Will Ospreay: AEW’s Rising Star and the Road to S-Tier Stardom

For American wrestling fans who value sleeping in over sleeper holds, 2024 was likely a big introduction to Will Ospreay, London’s audacious all-world assassin.
After years of wowing audiences primarily in the United Kingdom and Japan, Ospreay agreed to terms with AEW in late 2023. He spent the following year putting his stamp on some of the very best contests the company has produced to date. His non-stop motor and breakneck style earned him top or near-top honors across various Wrestler of the Year lists, including Uncrowned’s own.
But now, with 2024 in his rearview mirror and a familiar foe as his next big challenge, Ospreay wants to make it clear: He’s ready for the responsibility of being not just a standout, but AEW’s standard-bearer going forward.
German author Johann Wolfgang von Goethe once wrote, “The man with insight enough to admit his limitations comes nearest to perfection.” Things like match ratings are rooted in subjectivity, and no one match style can be reasonably considered “the best” when most wrestling organizations pride themselves on variety. But almost across the board, it’s been accepted that what Ospreay contributes in-ring is special in a way that few others can match.
“I feel confident in myself,” Ospreay says. “But I will say I’m still at that A-tier. But I’m working on that S-tier.”
The “S-tier” he references — a designation for the highest-level item or character in a video game — is often presented as something or someone you can’t look away from. One of Ospreay’s biggest goals moving forward is to hit all the right visual cues that American audiences are familiar with in order to keep their eyes trained on him.
“A lot of the things [In New Japan Pro Wrestling] were just learning the trade out there, learning how to be a professional wrestler,” Ospreay says. “But along the way, you do pick up certain things with the cameras [while watching matches back]. Although, New Japan, they don’t queue up their cameramen with everything that’s going on.
“With [AEW], you get to get a real deep experience in learning how to perform to an American audience by using the cameras. For me, I’ve always treated wrestling like a little bit of a concert, where I like the audience participation. It was only last year that I really found out about the Osprey chant in my theme song, and I really wanted to put production behind that and to put that whole thing and the cameraman working alongside with me to make that entrance really special.”
It’s not just in presentation, as Ospreay is still looking for that perfect marriage between the loose time limitations in New Japan or Revolution Pro Wrestling, and the firm ins and outs of televised American wrestling. His most heralded matches for AEW have mostly been on pay-per-views with few, if any, television timeouts, allowing for an extended show time like the Wrestle Kingdoms and RevPro Epic Encounters of his past. Ospreay aspires to be many things, but being relegated to a special attraction at 31 years of age is not one of them.
“At first, I really struggled with that,” he says. “I struggled putting my feet in it because there’s only so many minutes that you’re given.
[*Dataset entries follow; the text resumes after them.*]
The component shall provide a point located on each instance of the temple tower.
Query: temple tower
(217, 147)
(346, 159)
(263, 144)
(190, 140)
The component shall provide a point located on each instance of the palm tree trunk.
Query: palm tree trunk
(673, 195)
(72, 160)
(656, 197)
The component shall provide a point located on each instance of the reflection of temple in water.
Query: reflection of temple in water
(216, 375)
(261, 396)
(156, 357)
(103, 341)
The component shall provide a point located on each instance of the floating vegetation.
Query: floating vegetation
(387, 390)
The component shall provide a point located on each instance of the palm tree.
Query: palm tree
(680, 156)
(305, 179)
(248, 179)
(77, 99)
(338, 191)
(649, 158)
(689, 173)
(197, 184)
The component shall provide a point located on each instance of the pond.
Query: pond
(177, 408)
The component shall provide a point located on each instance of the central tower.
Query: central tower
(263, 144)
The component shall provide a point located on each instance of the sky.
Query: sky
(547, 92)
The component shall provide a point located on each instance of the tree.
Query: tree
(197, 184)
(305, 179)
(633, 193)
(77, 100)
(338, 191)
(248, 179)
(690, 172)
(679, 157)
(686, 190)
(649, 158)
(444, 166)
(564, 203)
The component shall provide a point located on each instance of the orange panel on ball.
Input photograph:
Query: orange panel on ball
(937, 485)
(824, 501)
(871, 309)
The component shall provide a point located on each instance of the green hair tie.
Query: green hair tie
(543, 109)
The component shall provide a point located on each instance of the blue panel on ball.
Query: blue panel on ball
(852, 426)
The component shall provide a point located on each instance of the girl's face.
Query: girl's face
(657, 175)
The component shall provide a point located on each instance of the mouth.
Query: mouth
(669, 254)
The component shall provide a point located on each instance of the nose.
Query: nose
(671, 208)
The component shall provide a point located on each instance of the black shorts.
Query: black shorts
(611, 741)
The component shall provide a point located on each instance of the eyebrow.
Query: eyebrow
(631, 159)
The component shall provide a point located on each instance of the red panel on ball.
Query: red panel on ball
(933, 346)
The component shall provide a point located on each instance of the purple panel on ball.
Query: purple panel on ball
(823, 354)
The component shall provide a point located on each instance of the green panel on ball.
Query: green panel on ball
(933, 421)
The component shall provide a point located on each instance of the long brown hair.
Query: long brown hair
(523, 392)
In those instances and those moments, I do find myself improvising and working on the fly.”
Even with the weekly adjustments, Ospreay has no intention of making special events any less special. He’s done what he can to add to pay-per-view matches without stripping down what’s presented on Wednesday nights, mostly by reflecting on past builds to big matches in Japan.
“The only time I would do those big, crazy singles matches were either if we had a lineup of G1s or New Japan Cup tournaments or Best of Super Juniors tournaments, or they were at the end of a big pay-per-view where you would do a tour of the entirety of Japan … and then there would be the big singles match,” he says.
“Then to do those New Japan matches on weekly TV, I would lose that presence and lose that real and that excitement of like, ‘Oh, OK, this is going to be good.’”
Now the biggest difference in quality, like a good Caesar salad, is adding the right breadcrumbs. Ospreay has made it a point to add small things, match by match, so that if you’re locked in, you’ll see the callbacks once you reach the crescendo of a pay-per-view Sunday.
“When I get to do a long 25-minute match, I feel like that’s when I’m allowed to really play with the match and to try out new things, and to take audiences more on a ride in those styles,” he says. “I do see what people mean, because randomly on a ‘Dynamite’ [I’ll do a spot with] Ricochet, and everyone’s like, ‘What the hell?’
“And sometimes you have to do that, but I always do those type of matches with a game plan in mind that this is going to lead to something bigger. So that’s why I still make the TV matches important and thrilling and exciting for the fans. But then when it comes to the pay-per-views, I’m able to blow it away.”